Connect with your public audiences and not only with your peers
Writing for a public audience asks for a mind shift for scholars: thinking in plain,
simple, jargon free language and write that same plain, simple jargon free language. How to contribute to public understanding of your research, that is what this article is about. And also what Sara ElShafie aims to accomplish by her workshops at Berkeley.
Start to ‘pitch’ your research. And yes that is very difficult but so important to attract your audience at the right time.
The article states a painful quote:
“Passion and generosity are missing from scholarship. One editor we talked to quipped, “Academics are told to smother passion in return for tenure.””
Ouch…let me here talk about myself, passion is what keeps me going to do my research, passion for the subject of study (human-wild animal interactions) is what makes me enthusiastic and curious. This is something I don’t want to lose…(nope I am not tenured, I am an independent researcher right now).

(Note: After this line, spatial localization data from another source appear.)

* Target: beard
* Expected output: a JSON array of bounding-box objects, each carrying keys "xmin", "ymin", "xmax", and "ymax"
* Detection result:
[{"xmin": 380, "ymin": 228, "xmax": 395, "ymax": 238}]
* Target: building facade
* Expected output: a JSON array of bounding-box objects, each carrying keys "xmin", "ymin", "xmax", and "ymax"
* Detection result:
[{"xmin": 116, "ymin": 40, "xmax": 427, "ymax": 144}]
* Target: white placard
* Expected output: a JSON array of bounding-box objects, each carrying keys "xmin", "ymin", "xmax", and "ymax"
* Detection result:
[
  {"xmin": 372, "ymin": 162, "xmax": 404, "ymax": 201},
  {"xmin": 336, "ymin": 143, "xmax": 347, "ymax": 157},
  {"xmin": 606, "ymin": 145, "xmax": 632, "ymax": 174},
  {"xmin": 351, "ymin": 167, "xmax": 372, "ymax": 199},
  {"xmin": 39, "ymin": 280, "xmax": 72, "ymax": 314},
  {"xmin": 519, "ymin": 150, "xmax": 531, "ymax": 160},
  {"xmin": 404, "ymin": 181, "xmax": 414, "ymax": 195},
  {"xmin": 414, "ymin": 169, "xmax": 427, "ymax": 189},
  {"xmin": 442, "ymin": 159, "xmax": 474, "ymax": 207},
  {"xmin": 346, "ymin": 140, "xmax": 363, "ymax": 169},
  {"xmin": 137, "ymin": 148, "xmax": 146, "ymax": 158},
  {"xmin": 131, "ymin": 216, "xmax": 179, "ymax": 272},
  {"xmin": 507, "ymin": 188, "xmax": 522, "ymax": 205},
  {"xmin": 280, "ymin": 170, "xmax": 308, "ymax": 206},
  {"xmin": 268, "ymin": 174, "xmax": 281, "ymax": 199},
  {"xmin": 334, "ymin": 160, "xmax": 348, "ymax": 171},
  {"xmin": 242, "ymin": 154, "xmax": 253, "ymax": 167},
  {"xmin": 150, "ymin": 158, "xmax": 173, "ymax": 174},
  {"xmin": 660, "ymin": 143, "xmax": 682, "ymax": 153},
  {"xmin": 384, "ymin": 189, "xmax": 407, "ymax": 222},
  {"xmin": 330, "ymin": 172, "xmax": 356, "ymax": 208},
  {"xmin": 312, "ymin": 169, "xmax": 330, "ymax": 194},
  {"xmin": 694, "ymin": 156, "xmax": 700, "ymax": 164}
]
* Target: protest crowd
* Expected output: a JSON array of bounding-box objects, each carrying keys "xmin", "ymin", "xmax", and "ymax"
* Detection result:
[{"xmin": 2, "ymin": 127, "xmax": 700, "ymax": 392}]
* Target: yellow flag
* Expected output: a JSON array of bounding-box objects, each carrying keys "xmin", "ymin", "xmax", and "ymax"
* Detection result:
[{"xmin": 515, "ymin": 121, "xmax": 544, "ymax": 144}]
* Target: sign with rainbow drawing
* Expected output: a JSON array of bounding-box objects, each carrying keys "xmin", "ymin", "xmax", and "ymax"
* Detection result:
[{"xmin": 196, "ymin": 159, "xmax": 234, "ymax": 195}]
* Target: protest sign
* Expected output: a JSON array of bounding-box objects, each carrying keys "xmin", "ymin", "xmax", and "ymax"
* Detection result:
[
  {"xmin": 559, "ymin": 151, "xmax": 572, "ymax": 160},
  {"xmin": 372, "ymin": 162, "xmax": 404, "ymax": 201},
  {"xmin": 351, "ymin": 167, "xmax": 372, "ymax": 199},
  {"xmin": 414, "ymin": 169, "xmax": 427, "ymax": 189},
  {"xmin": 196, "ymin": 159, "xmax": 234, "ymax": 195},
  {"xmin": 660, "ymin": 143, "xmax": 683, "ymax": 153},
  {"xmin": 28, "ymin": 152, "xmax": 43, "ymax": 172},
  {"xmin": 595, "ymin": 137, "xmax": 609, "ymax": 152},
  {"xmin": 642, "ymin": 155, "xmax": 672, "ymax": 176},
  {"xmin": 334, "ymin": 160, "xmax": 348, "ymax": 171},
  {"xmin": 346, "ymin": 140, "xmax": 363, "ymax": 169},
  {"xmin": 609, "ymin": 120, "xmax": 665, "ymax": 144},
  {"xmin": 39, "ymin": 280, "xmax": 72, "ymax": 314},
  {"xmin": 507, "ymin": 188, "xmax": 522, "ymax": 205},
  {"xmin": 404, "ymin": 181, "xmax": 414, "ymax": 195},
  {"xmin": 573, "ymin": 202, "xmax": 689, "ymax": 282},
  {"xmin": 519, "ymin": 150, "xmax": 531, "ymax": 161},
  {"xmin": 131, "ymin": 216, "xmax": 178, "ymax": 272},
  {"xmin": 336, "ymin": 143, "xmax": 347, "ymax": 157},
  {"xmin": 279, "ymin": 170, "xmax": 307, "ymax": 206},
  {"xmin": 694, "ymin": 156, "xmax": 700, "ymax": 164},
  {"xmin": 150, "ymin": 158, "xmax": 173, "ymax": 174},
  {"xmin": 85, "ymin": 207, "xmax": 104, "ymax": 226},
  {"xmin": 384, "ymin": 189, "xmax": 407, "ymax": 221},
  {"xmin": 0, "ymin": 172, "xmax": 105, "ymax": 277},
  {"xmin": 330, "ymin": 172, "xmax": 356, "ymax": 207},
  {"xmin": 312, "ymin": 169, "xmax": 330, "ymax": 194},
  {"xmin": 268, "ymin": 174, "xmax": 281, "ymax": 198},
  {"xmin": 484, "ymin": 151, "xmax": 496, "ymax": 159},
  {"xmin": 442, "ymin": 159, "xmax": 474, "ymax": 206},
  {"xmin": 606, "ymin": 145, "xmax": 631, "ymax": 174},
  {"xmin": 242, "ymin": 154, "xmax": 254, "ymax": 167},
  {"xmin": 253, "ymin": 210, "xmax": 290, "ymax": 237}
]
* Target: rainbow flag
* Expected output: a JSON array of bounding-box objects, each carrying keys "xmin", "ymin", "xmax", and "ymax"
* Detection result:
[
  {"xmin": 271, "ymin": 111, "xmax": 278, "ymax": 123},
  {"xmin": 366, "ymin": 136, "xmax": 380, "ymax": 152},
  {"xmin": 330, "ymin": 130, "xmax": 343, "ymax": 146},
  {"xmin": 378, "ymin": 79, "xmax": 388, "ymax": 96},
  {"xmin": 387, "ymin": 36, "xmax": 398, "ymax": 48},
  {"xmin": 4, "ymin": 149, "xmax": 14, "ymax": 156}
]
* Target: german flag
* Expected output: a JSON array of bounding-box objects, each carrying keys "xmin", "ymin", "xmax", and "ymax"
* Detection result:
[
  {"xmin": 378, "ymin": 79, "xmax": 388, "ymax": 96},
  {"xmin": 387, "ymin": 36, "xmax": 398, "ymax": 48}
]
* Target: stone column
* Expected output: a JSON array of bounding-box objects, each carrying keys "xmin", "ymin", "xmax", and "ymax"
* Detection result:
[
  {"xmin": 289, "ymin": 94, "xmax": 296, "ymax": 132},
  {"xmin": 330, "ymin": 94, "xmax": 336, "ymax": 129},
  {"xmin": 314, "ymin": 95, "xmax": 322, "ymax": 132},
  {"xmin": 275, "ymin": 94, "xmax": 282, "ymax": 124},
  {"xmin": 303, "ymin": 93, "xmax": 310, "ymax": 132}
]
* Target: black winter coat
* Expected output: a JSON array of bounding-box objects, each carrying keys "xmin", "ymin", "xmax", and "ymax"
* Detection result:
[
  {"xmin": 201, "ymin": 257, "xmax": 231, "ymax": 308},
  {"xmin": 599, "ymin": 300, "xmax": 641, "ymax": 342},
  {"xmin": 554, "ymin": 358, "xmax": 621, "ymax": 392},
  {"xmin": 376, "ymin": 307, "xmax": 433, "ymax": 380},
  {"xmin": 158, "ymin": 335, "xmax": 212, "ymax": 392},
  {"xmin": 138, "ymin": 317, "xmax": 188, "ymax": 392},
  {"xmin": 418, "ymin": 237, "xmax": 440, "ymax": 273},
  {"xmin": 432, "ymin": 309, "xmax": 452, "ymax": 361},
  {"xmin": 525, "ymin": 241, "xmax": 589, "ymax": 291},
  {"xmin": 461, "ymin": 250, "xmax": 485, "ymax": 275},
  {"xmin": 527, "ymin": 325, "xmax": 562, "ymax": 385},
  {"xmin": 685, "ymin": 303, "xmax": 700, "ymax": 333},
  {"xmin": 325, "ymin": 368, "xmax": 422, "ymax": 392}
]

Again connect with what matters to your readers, know what they care about. Having an unique project and ‘knowing your market’ are not – or should not be – opposites! Contrary, it means that you should know your market, again your audience, pretty well and at the same time be unique, find your niche in research-country.
And the article is going on. This one I like pretty much:
“Knowing more about the process by which books and articles get created, edited, produced and disseminated can help authors conceptualize and complete their projects”.
I like it, because most often experienced – tenured – scholars, who are journal editors themselves, know this process very well. But for PhD candidates, junior researchers, this process is completely unknown. Supervisors or graduate school should take time to introduce the step by step process of submitting, reviewer handling etc. Not just ‘on the go’, but beforehand to know how these – often very long and slow and sometimes disappointing- processes go. For experiences scholars this knowledge is common sense, but all new for new PhD candidates and this might be very frustrating when you have limited time for publication (and well, writing might be useful before you submit something). For phd candidates you have many audiences you write for: supervisor, your final dissertation (it should be coherent with the rest of your papers), perhaps an organization that pays for your research, and the journal you want to publish in. A bit more knowledge about the journal review process would give a PhD candidate something to hold on to in the whole dissertation process.
Scholars have lack of editorial oversight.
I think that is a good point, or at least…, it makes you think. I think what matters is ‘that so many co-authors, have so many ideas and so many writing styles’. But I agree, flow in a paper is completely other business than ‘just’ writing your research findings and conceptual thoughts.
This quote one made me laugh and also made me a bit sad:
“Academics often express jerkiness as a cover for anxiety”.
I wish academics are more open to admit any anxiety, that they admit they just don’t know. Next to what they do know and are indeed experts in a particular field of knowledge. Academics, just as many other people, can’t be an expert in all parts of ‘busy-academic-life’. And one of them is, as this article suggests ‘really edit’.
Use YOUR unique qualities and be proud of them!
And again, I really agree with this one:
“Each scholar must figure out how their individual talents and disposition can best be put to use.”
Consequently, there should be enough space for that in the often so much criticized tenure tracks, in which you need to ‘have it all’ to become the best scholar ever: gather large grants, teach with the best results, publish as much as you can in high ranked journals,…. Ok, probably a bit exaggerated, but the message is clear….
Scholars as entrepreneurs
Actually…scholars should be entrepreneurs when it comes to writing more popular articles…As Sara ElShafie tells her audiences: use storytelling techniques – like in the film industry – to communicate difficult science projects. As an just started entrepreneur, I have learnt a lot, really a lot about what matters most to do good business (and read if you like: to do good research): know your audience, connect with your audience, use audience-specific language, and don’t forget: connect with these audiences from your passion for the subject. THAT will bring your message across.
Not so difficult, right? So, let’s do it! And get YOUR message across.